I saw that the revs cache has a 94% cache miss rate. It is currently set to the default of 5,000. I may try experimenting with increasing that as well. Does this lock timeout warning apply only to the channel cache, or could inefficiency in the revs cache also affect it?
The view lock is specifically related the channel cache (and serving changes requests) - the rev cache hit/miss ratio would be unrelated here.

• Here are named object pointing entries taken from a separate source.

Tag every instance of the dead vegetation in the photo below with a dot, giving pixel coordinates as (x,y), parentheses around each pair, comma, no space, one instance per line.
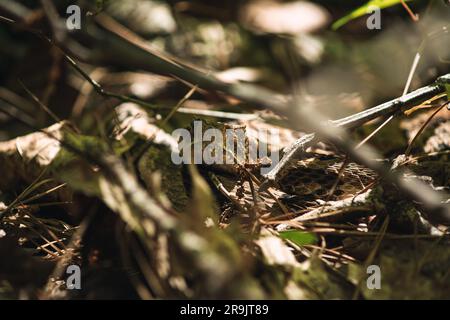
(88,176)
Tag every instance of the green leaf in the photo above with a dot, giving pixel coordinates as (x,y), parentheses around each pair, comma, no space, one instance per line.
(300,238)
(363,10)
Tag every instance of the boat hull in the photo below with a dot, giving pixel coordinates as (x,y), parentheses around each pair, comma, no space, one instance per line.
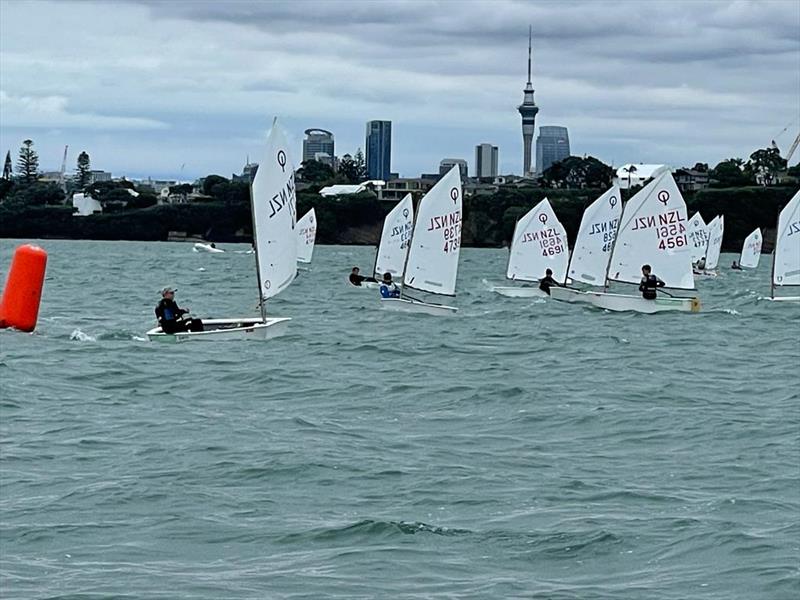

Another consideration, particularly when you’ve got large channels (more than 1M documents), is the expected usage of those channels. If clients are regularly going to be pulling the entire, non-cache-resident channel from zero, then some query contention is going to occur. A common way to avoid this is to seed client databases in the case of large, semi-static channels, so that clients are only pulling recent changes, which can be resident in the cache.
However, there is also an enhancement in Sync Gateway 2.8.0 - adding pagination when querying very large channels - that may help for your use case. https://issues.couchbase.com/browse/CBG-821 has additional detail.
Thanks again, good info. We are looking into seeding with a prebuilt DB but have encountered some issues with that which are covered in a support ticket. We hope to get that working soon. I’ll look into pagination.